É também necessário combater a promoção de um falso conflito entre gerações que ajuda a criar a aceitação de que os problemas ambientais se resolvem exclusivamente com recurso à tecnologia, a mecanismos financeiros e especulativos e à taxação dos comportamentos individuais a mercados e consumo verdes, sem contestar as responsabilidades do modo de produção capitalista.

É importante trabalhar junto dos que olham para as questões ambientais com legítima preocupação, sem deixarmos de denunciar quais são os planos do capital nestas áreas no sentido de aumentar a consciência política e ambiental.

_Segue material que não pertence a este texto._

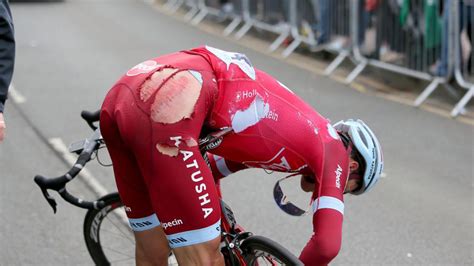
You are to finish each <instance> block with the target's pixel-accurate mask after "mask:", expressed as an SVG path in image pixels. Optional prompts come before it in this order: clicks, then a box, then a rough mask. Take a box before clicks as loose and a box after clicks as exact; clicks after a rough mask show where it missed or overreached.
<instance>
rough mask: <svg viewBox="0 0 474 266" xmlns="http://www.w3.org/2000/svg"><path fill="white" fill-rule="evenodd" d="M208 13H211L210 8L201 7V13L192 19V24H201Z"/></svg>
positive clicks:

Num debate realizado na semana passada na Festa do Avante!, o camarada do PC suíço, citava o activista Chico Mendes: «Ambientalismo sem luta de classes é jardinagem»...

Pelo que, na resposta a esta ofensiva, é necessário demonstrar que é o modo de produção capitalista que é responsável pela destruição da Natureza, mas também é necessário apontar objectivos a curto e médio prazo.

Dito isto, é necessário diminuir a dependência dos combustíveis fósseis com a promoção de alternativas energéticas de domínio público.

Promover o transporte público em detrimento de soluções que apontam para manter o paradigma do transporte individual.

Também precisamos de afirmar que a nossa proposta de defesa da produção local é importantíssima para o equilíbrio ambiental, pois contraria a liberalização do comércio mundial, encurta ciclos de produção-consumo, diminuindo o impacto das longas cadeias de distribuição que alimentam um sistema baseado na divisão internacional do trabalho.

Também temos de afirmar que o caminho é reduzir emissões com um normativo específico e não com atribuição de licenças transaccionáveis que potenciam a especulação e não resolvem o problema, assim como é necessário combater a pressão para a mercantilização da água e a desresponsabilização do Estado na defesa da natureza e do ambiente.

É fundamental, ainda, afirmar que a luta pelo equilíbrio ambiental tem de estar sempre associada à luta pela paz. A guerra, o militarismo e a indústria do armamento são dos fenómenos mais poluentes no nosso mundo.

É uma evidência que existe uma necessidade de investimento público como medida de dinamização económica, também na área ambiental, no entanto há que fazer alguns alertas. A necessidade de investimento público não pode iludir que não podemos olhar para a tecnologia como panaceia para todos os males, escondendo que a questão principal é política e social e não apenas tecnológica, e que numa sociedade capitalista, mesmo a mais avançada e verde tecnologia servirá, em primeira análise, para favorecer processos de concentração de riqueza e não para resolver os problemas da humanidade.

É necessário alertar para o encaixe que se tenta fazer nas teorias que advogam um crescimento zero e apelam a uma desindustrialização que, no modo de produção actual, remetem para a petrificação da desigualdade de desenvolvimento existente entre classes e entre nações, também usadas para justificar políticas de aumento da exploração, de pauperização das massas laboriosas.